Clive, un jeune de 17 ans, l’explique le mieux :
“[Dans une phase de discussion], il doit également y avoir des preuves d’attraction mutuelle… Il est possible que cela puisse mener à une relation amoureuse.”
Ce n’est pas un engagement. C’est tester les eaux. Mais le label a désormais un nouveau nom. Vous pourriez penser que vous « sortez ensemble » parce que vous envoyez des SMS toute la journée. Ce n’est pas le cas. Vous êtes en phase de discussion.
Définir une « situation »
Ce terme combine « relation » et « situation ».
D’après mon expérience universitaire, une situation était une personne avec qui vous aviez des relations répétées. Aucun titre. Aucune étiquette. Juste une intimité physique récurrente.
C’est une relation gardée à huis clos.
Voici le hic : il n’y a pas d’engagement clair.
Les personnes en situation de situation sont libres de voir les autres. Il n’y a aucune obligation d’être loyal. Un partenaire n’est pas obligé de rester exclusif.
Pour de nombreux adolescents, ce n’est pas relaxant. C’est turbulent. Ces arrangements nonchalants créent de l’anxiété, pas de la liberté. Le manque de structure rend difficile leur évasion. Ainsi, nombreux sont ceux qui réclament désormais une dynamique plus « chalante », ce qui semble contradictoire. C’est.
En quoi « exclusif » diffère des rencontres
Être « exclusif » signale un engagement, mais pas pleinement.
Les partenaires exclusifs ne « sortent généralement pas ensemble » au sens traditionnel du terme. Le terme est un espace réservé. Cela compense l’absence de véritable titre.
Mais c’est différent d’une situation.
L’exclusivité signifie la fidélité. Vous ne rencontrez personne d’autre. C’est la ligne.
Cette distinction est importante. Kayda, finaliste de Love Island, l’a découvert à ses dépens. Elle a fièrement annoncé qu’elle et son partenaire étaient exclusifs.

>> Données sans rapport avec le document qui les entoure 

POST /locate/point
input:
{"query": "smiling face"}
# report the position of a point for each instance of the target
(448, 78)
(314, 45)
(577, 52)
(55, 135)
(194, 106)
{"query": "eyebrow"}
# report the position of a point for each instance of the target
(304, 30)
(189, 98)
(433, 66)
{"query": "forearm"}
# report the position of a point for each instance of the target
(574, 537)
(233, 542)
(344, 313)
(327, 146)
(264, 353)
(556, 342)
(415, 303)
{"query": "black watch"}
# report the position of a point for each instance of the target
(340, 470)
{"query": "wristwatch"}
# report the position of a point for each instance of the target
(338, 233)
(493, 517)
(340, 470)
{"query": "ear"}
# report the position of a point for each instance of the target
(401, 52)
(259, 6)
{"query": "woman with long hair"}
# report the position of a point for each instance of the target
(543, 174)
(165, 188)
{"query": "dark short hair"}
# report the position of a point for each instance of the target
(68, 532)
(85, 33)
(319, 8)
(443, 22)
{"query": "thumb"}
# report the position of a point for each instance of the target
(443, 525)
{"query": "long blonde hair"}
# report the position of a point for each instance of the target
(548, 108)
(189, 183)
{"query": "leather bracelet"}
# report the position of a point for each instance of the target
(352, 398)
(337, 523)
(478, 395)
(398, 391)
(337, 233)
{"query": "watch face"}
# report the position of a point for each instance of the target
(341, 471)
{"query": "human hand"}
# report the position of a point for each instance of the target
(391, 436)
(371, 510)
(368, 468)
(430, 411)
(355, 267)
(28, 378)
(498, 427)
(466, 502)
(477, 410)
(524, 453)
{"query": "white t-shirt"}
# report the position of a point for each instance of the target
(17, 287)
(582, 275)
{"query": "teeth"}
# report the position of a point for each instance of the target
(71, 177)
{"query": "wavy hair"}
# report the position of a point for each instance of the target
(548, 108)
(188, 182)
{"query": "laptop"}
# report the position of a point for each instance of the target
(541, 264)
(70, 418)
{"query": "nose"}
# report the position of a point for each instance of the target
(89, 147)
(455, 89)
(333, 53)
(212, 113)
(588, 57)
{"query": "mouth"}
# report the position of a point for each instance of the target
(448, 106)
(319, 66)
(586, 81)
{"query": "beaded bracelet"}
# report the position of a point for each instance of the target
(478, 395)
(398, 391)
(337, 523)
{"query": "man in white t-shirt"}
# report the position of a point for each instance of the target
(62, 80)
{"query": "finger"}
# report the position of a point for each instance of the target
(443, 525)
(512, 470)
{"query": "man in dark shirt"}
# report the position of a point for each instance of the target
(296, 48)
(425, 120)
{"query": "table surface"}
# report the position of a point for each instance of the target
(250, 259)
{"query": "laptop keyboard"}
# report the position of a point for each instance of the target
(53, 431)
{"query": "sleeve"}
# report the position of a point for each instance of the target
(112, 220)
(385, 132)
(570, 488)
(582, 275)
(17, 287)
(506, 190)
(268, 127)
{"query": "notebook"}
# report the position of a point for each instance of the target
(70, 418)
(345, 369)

Les réseaux sociaux et ses collègues candidats ont mal réagi.
Elle considérait cela comme une étape vers les étiquettes de petit-ami/petite-amie. Ils y voyaient un piège.
Ils se sont interrogés sur le poids réel du mot. Au lieu de soutien, ils lui ont demandé si elle était enfermée dans une situation difficile. Ses partenaires voulaient un faible engagement. Elle voulait un titre. La déconnexion a semé la confusion.
C’est un dilemme courant de la génération Z. Plus de termes. Plus de confusion.
Quand commence réellement la « rencontre » ?
Pour la génération Z, « sortir ensemble » décrit une relation engagée.
Vous utilisez des étiquettes. Petit ami. Petite amie. C’est officiel.
Pour les générations plus âgées, sortir ensemble signifiait simplement avoir des rendez-vous. Avec une seule personne ? Peut-être quelques-uns ? Cela n’impliquait pas de titre. Cela signifiait simplement l’acte de sortir avec quelqu’un.
Le mot n’a pas changé. Sa position a.
Les dates sont rares désormais. Surtout au début.
Les dîners et les cafés ont lieu plus tard. Ils viennent après la phase de discussion. Ils viennent après des conversations sur l’engagement.
Ainsi, lorsqu’un adolescent dit qu’il sort ensemble, il ne va pas seulement manger une pizza. Ils sont dans un partenariat sérieux et labellisé. S’ils parlent encore ? Ils ne sortent pas encore ensemble.
Cette confusion est-elle nécessaire ?
Vous devriez être confus. Vous n’êtes pas seul à le ressentir.
Être adolescent maintenant est difficile. J’ai parlé à des amis épuisés par le quasi-engagement. Ils en veulent plus. Mais ils ne peuvent pas l’exiger.
Le processus est normalisé. C’est enraciné.
Gary, un membre du Teen Council âgé de 17 ans, l’a dit sans détour :
“Je ne pense pas que tu devrais avoir [un] partenaire… Je pense que c’est une période difficile d’être seul.”
Attends, il a dit fidélité. Pas seul. Mais le sentiment demeure. Les rencontres ne semblent pas pratiques en ce moment.
Ces termes existent car il n’y a pas d’autres options.
Les adolescents sont piégés. Ils appartiennent à une génération obsédée par l’idée de tout étiqueter. Mais les étiquettes ne correspondent pas aux actions. Les actions ne correspondent pas aux attentes.
Nous avons ajouté des mots pour décrire le chaos. Nous n’avons pas résolu le chaos.
Alors oui. C’est compliqué. Et le sera probablement toujours.